Berenson reports that in the last 25 years more than 400 long-term acute hospitals have opened in the United States.  He cites several key problems pervasive in many of these facilities.

  • Serious and repeated violations of Medicare rules
  • Rapid growth of these for-profit facilities – “Medicare rules that offer high payments for hospitals that treat patients for an average of 25 days or more.”
  • Despite the rapid expansion of long-term care hospitals and the serious illnesses they treat, Medicare has never closely examined their care. Unlike traditional hospitals, Medicare does not penalize them financially if they fail to submit quality data, he says.
  • Few of these facilities have doctors on staff yet treat many very ill patients who are often in need of urgent physician care.
  • Under Medicare payment rules, traditional hospitals often lose money on patients who stay for long periods. So they have a financial incentive to discharge patients to long-term hospitals, which then receive new Medicare payments for admitting the patients. Both hospitals benefit financially.

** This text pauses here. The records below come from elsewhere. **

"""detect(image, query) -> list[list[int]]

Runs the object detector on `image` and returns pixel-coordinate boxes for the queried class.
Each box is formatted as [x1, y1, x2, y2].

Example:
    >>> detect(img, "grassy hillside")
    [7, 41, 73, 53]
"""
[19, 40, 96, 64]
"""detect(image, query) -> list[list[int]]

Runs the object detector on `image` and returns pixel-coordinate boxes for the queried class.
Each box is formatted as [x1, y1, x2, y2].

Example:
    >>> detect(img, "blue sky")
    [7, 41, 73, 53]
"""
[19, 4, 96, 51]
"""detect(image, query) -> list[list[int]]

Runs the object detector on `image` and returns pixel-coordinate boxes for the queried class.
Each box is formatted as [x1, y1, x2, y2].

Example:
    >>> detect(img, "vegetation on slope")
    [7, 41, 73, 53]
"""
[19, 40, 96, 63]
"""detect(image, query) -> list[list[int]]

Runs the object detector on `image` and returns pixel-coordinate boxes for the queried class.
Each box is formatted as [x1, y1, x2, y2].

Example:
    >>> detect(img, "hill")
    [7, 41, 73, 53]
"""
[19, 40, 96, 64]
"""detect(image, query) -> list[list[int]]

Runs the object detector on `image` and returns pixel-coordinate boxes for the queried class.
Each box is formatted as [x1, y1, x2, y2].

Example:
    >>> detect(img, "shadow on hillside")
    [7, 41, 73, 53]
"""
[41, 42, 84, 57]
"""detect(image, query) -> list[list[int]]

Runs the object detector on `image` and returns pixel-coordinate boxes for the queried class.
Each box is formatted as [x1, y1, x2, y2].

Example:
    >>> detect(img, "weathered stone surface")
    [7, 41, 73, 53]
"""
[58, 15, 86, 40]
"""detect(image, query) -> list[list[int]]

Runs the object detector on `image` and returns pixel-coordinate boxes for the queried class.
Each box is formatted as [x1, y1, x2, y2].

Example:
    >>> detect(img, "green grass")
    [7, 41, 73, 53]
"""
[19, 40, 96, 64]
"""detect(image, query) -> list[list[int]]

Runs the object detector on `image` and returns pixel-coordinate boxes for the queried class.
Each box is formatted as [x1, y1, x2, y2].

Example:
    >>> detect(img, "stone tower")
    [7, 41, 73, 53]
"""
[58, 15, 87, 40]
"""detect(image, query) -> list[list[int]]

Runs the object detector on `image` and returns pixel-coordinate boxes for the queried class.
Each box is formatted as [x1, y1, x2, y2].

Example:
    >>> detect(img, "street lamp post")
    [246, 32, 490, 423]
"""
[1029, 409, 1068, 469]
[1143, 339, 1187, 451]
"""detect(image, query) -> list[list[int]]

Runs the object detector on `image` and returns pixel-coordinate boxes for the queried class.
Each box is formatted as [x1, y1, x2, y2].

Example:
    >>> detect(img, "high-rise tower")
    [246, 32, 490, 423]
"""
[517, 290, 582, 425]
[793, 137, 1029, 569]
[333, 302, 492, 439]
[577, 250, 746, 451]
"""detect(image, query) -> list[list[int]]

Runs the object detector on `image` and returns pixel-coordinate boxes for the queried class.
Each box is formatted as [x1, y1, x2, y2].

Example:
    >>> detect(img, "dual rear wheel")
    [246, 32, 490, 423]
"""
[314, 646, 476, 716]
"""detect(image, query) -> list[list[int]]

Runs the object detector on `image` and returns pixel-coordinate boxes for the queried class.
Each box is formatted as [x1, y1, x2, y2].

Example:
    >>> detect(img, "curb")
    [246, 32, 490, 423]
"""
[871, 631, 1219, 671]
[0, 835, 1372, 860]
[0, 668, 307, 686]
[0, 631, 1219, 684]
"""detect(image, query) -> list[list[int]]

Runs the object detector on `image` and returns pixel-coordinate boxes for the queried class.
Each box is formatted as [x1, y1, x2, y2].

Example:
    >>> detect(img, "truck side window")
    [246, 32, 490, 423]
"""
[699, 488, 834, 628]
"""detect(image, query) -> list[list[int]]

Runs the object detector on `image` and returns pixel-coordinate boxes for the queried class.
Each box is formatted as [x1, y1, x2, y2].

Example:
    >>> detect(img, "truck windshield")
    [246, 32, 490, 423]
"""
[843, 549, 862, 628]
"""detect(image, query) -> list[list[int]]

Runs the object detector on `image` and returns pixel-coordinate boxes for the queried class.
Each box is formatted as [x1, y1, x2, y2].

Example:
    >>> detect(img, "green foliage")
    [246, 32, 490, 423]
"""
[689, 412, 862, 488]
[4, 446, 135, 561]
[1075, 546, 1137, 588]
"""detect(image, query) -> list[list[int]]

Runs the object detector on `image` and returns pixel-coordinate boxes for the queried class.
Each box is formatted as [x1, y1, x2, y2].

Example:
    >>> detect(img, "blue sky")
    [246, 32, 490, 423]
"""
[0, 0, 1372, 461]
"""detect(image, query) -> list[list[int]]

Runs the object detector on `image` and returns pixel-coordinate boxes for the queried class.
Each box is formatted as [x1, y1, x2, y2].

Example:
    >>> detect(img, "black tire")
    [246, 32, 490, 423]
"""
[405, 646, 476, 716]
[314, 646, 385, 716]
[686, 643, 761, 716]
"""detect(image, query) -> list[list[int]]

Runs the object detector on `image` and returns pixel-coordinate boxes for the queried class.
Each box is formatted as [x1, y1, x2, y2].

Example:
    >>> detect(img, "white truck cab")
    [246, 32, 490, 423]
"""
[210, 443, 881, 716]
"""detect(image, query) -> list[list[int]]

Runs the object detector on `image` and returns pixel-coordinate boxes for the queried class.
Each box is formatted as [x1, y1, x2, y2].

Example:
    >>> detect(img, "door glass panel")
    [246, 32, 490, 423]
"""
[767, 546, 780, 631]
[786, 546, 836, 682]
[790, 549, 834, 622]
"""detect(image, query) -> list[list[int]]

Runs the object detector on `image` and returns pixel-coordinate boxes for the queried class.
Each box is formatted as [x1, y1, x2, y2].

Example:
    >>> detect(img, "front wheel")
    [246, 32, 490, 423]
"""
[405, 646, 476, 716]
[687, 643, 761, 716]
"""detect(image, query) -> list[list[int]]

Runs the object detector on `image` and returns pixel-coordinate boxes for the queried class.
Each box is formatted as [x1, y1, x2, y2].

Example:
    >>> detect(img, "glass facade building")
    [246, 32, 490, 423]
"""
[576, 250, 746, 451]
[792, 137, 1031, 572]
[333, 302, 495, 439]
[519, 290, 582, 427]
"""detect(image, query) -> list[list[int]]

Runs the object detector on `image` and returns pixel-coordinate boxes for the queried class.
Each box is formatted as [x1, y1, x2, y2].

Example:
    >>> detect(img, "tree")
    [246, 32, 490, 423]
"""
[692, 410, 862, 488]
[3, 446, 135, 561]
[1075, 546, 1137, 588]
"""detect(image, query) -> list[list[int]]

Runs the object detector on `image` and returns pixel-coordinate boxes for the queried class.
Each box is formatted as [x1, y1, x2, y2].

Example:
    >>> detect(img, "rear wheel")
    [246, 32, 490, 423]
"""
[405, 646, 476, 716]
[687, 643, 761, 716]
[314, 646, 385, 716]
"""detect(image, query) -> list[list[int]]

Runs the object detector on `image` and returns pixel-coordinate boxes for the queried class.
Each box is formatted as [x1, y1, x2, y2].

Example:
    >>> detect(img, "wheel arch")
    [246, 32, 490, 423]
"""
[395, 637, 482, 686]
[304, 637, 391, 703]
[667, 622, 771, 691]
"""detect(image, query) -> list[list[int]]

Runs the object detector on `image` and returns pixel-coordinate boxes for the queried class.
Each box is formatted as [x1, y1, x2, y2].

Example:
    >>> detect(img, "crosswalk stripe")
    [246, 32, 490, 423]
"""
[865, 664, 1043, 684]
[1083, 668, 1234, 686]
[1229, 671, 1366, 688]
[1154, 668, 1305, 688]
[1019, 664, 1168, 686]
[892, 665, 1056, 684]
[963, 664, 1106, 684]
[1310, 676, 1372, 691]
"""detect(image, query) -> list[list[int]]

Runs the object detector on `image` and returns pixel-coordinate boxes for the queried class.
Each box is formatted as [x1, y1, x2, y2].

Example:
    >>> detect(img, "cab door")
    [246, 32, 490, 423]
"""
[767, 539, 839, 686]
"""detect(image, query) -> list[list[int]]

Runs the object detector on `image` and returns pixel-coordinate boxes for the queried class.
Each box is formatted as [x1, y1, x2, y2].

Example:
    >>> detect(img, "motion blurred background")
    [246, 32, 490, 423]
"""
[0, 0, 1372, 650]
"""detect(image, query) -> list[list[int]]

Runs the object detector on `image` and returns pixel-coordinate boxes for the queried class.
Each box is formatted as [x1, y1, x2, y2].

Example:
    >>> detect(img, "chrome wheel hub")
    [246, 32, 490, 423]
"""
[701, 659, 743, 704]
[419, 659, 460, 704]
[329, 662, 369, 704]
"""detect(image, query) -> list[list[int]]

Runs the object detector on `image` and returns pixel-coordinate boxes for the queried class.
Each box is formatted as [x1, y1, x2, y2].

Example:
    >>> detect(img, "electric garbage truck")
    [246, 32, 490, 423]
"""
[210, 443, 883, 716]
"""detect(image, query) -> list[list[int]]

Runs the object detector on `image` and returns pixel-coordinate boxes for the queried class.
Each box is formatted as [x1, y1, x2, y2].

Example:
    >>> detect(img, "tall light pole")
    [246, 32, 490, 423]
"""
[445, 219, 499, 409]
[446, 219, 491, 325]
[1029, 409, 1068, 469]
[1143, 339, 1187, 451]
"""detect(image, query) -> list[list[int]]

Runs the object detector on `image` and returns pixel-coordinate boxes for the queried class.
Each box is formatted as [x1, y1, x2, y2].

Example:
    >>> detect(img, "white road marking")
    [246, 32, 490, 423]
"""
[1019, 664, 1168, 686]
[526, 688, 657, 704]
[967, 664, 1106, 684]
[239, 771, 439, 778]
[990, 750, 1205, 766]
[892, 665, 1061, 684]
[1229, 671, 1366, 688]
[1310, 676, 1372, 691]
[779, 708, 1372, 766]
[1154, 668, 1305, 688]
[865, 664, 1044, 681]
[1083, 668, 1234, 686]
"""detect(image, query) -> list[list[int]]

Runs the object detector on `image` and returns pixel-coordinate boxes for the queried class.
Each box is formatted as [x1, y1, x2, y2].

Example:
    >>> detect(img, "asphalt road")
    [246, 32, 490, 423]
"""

These are to name a few of the inherent defects in such institutions.  Those of us who handle cases involving such lack of quality patient care have seen our own ‘Tina Bell-Jackman’ stories:  a patient discharged to a long term care facility for wound care and a staff that (as written in their own progress notes) waits for days to have a wound-vac representative come to ‘teach’ them how to use this critical piece of equipment; repeated stories of restraints and sedatives to replace ‘sitters’ for those in need of such personal supervision – the horror stories go on-and-on.

Berenson further reports on the financial incentives that have driven the proliferation of such facilities:

Long-term care hospitals now treat about 200,000 patients a year, including 130,000 Medicare patients — at a projected cost of $4.8 billion to the government this year, up from $400 million in 1993.

Whether it’s a report on 60 Minutes about outright fraudulent Medicare  claims or reports like those of Mr. Berenson – isn’t there a clear lesson to be learned?  If you are going to try to fix the healthcare system, maybe, just maybe, a good place to start is with the Medicare system.  After that gets fixed, maybe then a dialogue about things like ‘tort reform’ might be relevant – maybe.  Ever consider that if it weren’t for lawsuits and reporters, stories like this would just be buried – literally and figuratively?